このところAmazonオーディブルを聞きまくってました。だいぶラインナップが増えましたね。
明日まで、1ヶ月〜2か月の無料体験にエントリーできるようですよ。リトライもOK。
今回も色んなのを聞きましたが、これまでで一番感動したのは何年か前に聞いたこちらの『国宝』。尾上菊之助さんの朗読です。
どんなにテクノロジーが進化しようとも、AIが歌舞伎の身体性をまとうことは決してできないでしょう。
演じ手と聞き手、両方に身体があるから成立するのがアートなんだろうと思うんですよね。それは、絵であれ写真であれ音楽であれ、同様に。(演じ手、聞き手、って文字そのものが、身体無しには成立しないことを表してますよね)
話は飛ぶんですが、昨年はじめて師走に芝浜を聞いたんですね。師走に聞く芝浜は、依存症の支援をしてらっしゃる方には特別ですよね。

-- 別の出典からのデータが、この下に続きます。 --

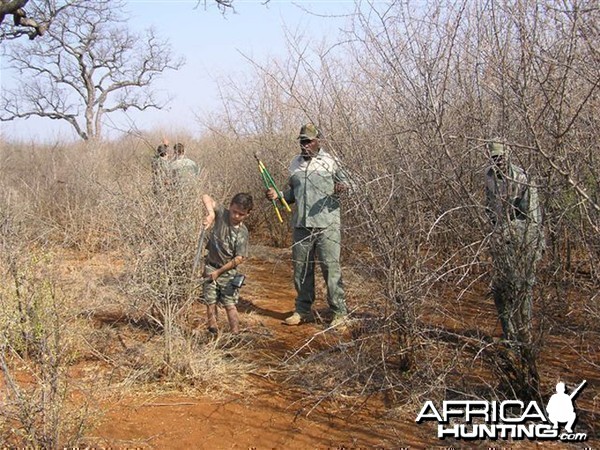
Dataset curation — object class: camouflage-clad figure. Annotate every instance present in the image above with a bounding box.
[151,143,170,194]
[170,142,199,188]
[202,193,252,334]
[267,123,350,327]
[485,141,544,343]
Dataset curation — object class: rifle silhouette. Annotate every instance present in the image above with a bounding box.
[569,380,587,400]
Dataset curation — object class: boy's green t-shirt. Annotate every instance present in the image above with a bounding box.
[206,204,249,268]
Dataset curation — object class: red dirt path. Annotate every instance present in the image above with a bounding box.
[91,250,427,448]
[23,246,597,449]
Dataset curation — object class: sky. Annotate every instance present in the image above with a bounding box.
[0,0,358,143]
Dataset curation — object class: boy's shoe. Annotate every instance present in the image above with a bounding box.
[284,312,313,326]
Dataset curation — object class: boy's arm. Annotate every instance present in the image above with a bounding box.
[208,256,245,281]
[202,194,217,228]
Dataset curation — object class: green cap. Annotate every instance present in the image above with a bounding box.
[298,123,320,140]
[488,141,505,157]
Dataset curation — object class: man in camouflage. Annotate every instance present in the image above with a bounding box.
[170,142,199,188]
[267,123,350,327]
[151,141,170,194]
[485,141,544,344]
[201,192,253,334]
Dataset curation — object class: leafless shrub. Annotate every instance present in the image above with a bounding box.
[111,326,260,397]
[0,134,266,397]
[115,183,205,364]
[0,241,95,447]
[204,0,599,408]
[0,139,141,251]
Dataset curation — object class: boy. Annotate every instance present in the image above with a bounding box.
[201,192,253,334]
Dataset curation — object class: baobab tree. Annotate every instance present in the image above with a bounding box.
[0,0,183,140]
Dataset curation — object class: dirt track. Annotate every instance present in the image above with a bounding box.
[44,246,600,448]
[92,247,425,448]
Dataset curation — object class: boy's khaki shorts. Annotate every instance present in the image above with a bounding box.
[202,265,240,307]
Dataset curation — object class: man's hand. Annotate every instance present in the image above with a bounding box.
[266,187,279,201]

ある人は笑い、ある人は胸を詰まらせる。ある人が泣いたところである人は鼻白む。ひとりひとりの観客の中にそれまでの人生を投影したドラマが展開する。その日の芝浜は、噺家のみならず、館全体で創るような一席でした。おそらく落語ってそもそもそういう芸術なんでしょうね。
その日、もちろん噺も素晴らしかったけれど、何よりも痺れたのは全ての演目を終えた後に全員で鳴らした三本締めでした。
歓声も上げられず、思うように噺家に声を掛けることも許されない中で、師走に芝浜を聞く。その余韻が続く中で、全員の万感の思いが込められた三本締めは、その音で館を割らんばかりの圧倒的な迫力で、しかも全員の響きは一糸乱れず、それまで経験したことのない圧倒的な空気に全身の鳥肌がしばらく引きませんでした。館を出て見上げた満月を、私はたぶん一生忘れないと思います。
年の瀬。芝浜。三本締め。おそらくそこには、日本人のソウルを土台から揺るがすような、呼応させるような、強烈な共通項みたいなものが存在した気がします。そしてそれは、歴史と身体がなければ絶対に存在しないのだと思うのです。